Aku pergi meninggalkan Ervina sendirian, cinta dan pertemananku hancur. Aku pulang ke rumah, sampainya di rumah semua mawar yang ku simpan selama ini ku buang. Aku pergi menemui Ibuku dan meminta untuk pindah sekolah atau aku akan berhenti sekolah. Ibuku mengizinkan setelah mendengarkan ceritaku, akhirnya aku di pindahkan ke sekolah yang baru. Semua kenangan lama ku kubur dalam – dalam.
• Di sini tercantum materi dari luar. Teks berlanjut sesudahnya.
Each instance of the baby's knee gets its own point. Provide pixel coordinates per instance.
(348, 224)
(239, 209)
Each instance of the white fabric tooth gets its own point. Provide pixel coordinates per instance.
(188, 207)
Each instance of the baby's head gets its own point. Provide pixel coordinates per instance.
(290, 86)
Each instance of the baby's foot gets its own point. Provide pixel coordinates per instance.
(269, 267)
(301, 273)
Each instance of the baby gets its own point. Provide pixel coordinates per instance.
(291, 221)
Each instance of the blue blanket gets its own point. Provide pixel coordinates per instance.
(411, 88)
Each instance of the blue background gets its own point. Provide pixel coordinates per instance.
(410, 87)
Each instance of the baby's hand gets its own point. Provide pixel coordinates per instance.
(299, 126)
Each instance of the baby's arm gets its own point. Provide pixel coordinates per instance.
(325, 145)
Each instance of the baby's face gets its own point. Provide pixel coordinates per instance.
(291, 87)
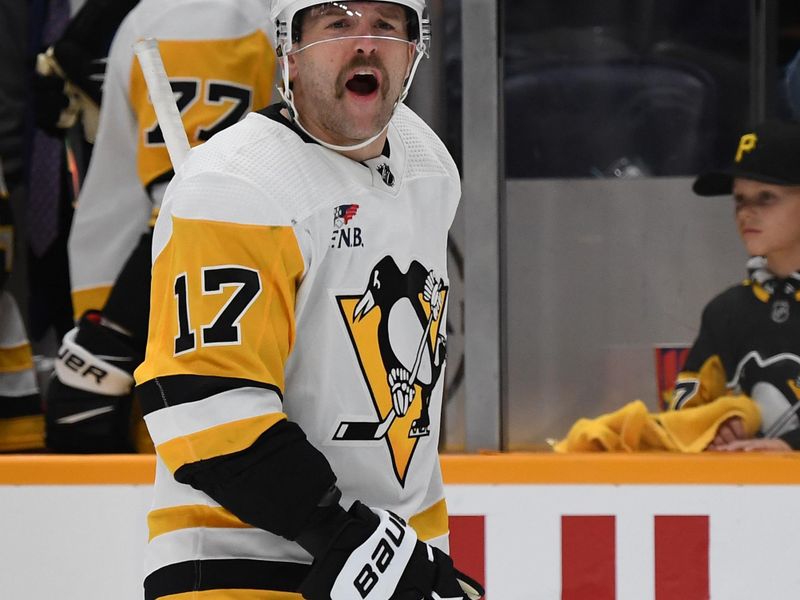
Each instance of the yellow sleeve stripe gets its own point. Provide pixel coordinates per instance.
(233, 595)
(89, 298)
(215, 441)
(431, 522)
(165, 520)
(16, 358)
Sebulan sudah aku menjalani kehidupan sebagai murid baru di sekolah ini, aku memiliki dua orang teman. Fitri dan Inggrit, fitri teman sebangku sedangkan Inggrit teman sekelasku. Hari ini guru sedang rapat dan kami sekelas menyambut ria kabar itu. saat sedang bergosip ria dengan teman – teman ponselku berbunyi, aku menerima sebuah pesan singkat.
“Hai Bunga! Loe apa kabar? Dimana sekarang? Kok ganti nomor hp gak ngabarin sih? Gue kangen banget sama loe tau. By : Riki” aku tersenyum membacanya, aku sadar telah melupakan Riki.
“Hai juga Rik! Aku baik, ketemuan yuk? Aku ingin cerita semuanya!” aku membalas pesan singkat dari Riki, aku juga akan menemuinya dan meminta maaf.